Rates

Article 121. Exemptions.

1. The provision of services or carrying out activities relating to the manufacture of “medicinal products without commercial interest” referred to in Article 3.3 shall be exempt.
2. Services and activities shall be exempt for modifications to the conditioning material aimed at making the printing in braille language effective, in accordance with the provisions of Articles 15.5 and 31.5.
3. Services and activities related to advanced therapy drugs that are not intended for marketing carried out by entities of a public nature integrated in the National Health System, as well as the services of scientific advice and clinical studies that are not intended for the realization of profit-making activities will be exempt from the corresponding fee.
4. Modifications of authorizations and/or registers granted by the Spanish Agency for Medicines and Medical Devices will be partially exempt from the payment of the corresponding fee when they necessarily derive from the approval, by regulatory rule, of a new general regulation. The rate will be reduced by ninety-five percent of the amount established in each case.
5. Holders who submit new applications for authorization and/or registration or their modifications will be partially exempt from the corresponding fee when, for reasons of health interest, the Spanish Agency for Medicines and Health Products or the European Commission requests their authorization and/or registration or modification. The rate will be reduced by ninety-five percent of the amount established in each case.
6. the European Parliament and Council Regulation (EU) 2019/6 of 11 December 2018 on veterinary medicinal products and repealing Directive 2001/82/EC, an exemption from 70% of the fees for marketing authorisations, amendments to the marketing authorisation requiring evaluation, scientific advice, products at the stage of veterinary clinical research, veterinary clinical trials, post-authorisation studies, official batch release certificates pursuant to Articles 127 and 128 of the European Parliament and Council Regulation (EC) No.
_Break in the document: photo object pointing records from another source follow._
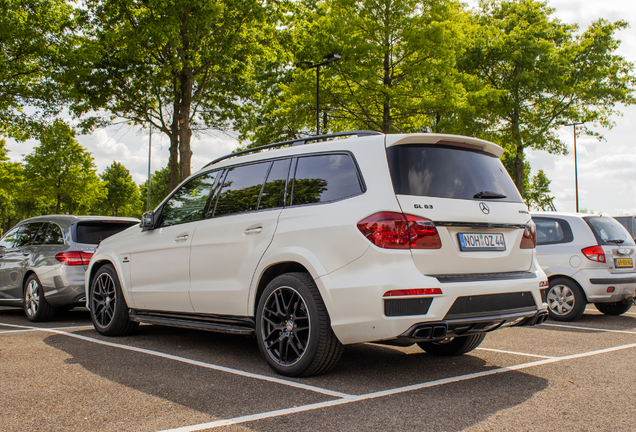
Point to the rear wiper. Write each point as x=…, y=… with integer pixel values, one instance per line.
x=489, y=194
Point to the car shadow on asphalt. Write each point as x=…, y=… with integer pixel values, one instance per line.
x=363, y=369
x=62, y=318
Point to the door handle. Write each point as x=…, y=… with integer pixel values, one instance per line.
x=254, y=230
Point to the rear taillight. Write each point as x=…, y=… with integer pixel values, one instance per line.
x=74, y=258
x=594, y=253
x=392, y=230
x=529, y=239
The exemption provided for in this paragraph shall not apply to the transfer of ownership procedure.
7. Clinical studies that correspond to the definition of “non-commercial clinical research” according to article 2.2.e) of Royal Decree 1090/2015, of 4 December, which regulates clinical trials with medicines, the Committees of Ethics of Research with medicines and the Spanish Registry of Clinical Studies, will be exempt from fees.
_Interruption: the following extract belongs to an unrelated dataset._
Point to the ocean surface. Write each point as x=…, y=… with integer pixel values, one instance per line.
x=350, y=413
Similarly, in the new Law, for the purposes of the amount of the fee, the term “tax” shall be understood to mean line extension the second and successive applications for authorisation and registration in the register of other pharmaceutical forms, routes of administration and concentration of a medicinal product for human use already authorised and registered.

The amount of the line extension fee will be seventy percent of the first authorization of the full-file drug.

Amendments requiring the submission of a new application for authorisation, in accordance with the European standard governing amendments to the authorisation of medicinal products for human use granted by the competent authority of a Member State, shall constitute an extension of the line.